This week I focused on creating my own text set for a math problem. The problem I wanted to create a text set for was:
“Allison purchased a $30 international calling card so that she could call her family while she is in France. Each call costs a service fee of $2.25 and 10 cents per minute. Allison only makes one call and talks until the card is used up.
Create a table and write an expression that relates the number of minutes that Allison has talked and the amount of money Allison has spent. Assign symbols and describe which quantities the symbols represent.
Create a table and write an expression that relates the number of minutes that Allison has talked and the amount of money left on Allison’s calling card. Assign symbols and describe which quantities the symbols represent.
Graph both of these equations on the same graph.”
To create this text set, I first started with listing what the students would need to know to solve this problem. This is what I came up with:
What students would need to know:
– relating quantities
– creating tables
– graphing functions
I then used this information to find the components of my text set. This is my text set:
– This website can help with similar math problems. It walks students step by step through similar problems, allowing students to apply these same steps to this particular problem.
– This book is awesome.
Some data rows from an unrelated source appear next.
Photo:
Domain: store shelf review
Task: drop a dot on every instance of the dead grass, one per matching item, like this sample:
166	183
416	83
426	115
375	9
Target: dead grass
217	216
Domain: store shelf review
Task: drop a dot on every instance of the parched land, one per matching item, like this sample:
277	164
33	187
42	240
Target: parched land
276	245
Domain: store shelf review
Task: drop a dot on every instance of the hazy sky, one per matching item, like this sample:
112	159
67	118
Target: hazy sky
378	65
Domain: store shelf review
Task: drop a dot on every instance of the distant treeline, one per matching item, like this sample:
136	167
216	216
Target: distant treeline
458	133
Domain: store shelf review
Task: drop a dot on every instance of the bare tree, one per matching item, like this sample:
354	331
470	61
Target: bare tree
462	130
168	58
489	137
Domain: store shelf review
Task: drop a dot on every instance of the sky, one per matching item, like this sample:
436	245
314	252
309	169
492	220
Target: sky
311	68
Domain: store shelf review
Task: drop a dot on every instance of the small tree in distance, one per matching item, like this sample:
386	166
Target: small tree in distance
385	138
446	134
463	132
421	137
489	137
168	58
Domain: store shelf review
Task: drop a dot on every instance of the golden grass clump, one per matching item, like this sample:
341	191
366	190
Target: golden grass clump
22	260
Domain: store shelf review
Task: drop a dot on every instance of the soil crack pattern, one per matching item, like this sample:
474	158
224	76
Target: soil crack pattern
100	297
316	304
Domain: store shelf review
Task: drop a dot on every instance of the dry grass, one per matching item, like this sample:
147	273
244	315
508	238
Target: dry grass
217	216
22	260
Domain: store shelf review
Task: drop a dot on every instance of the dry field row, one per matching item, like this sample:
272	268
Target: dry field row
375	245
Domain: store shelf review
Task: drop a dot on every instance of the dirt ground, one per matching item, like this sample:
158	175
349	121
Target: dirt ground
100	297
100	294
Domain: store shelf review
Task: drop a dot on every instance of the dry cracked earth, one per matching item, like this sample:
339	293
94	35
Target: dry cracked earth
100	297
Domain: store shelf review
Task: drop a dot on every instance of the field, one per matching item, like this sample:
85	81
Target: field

It has also step by step explanations of algebra concepts, which the students can apply to this work problem.
– This video shows students how to create a table based on a word problem and graphical information. They can watch this video to show them how to create a table for this problem.
– Purple Math is a great math website. This specific page can help students with knowing how to solve for variables and how to set up variables in an equation.
– This website has a list of awesome apps that can help with algebra. I have personally used wolfram alpha before and it is a great tool. Quadratic master would also be a great tool when starting quadratic functions, which aren’t used for this specific question, but is great when you do not have a calculator on hand. Also with so many schools going to BYOD (bring your own device), these apps could all be very useful.
– My 5th grade cousin told me about this. She has a log in and password. This website shows you the learning skills you need to know in different grades, and it also has practice problems and tools. This would be a great resource for solving this problem. They can go on this website, go to their grade and find what they are learning and do practice problems. My cousin said sometimes her teachers assign homework through this website, particularly around the time they are about to take the CRCT.
– Brainpop is a great website! At the middle school I was placed at last semester, my mentor teacher used this website a lot in her classroom. There are videos that you can watch that explain math concepts and also quizzes that go along with the videos. When I taught a lesson last semester, I used BrainPop. The students watched a video and then I had them take the quiz and I used this as an assessment.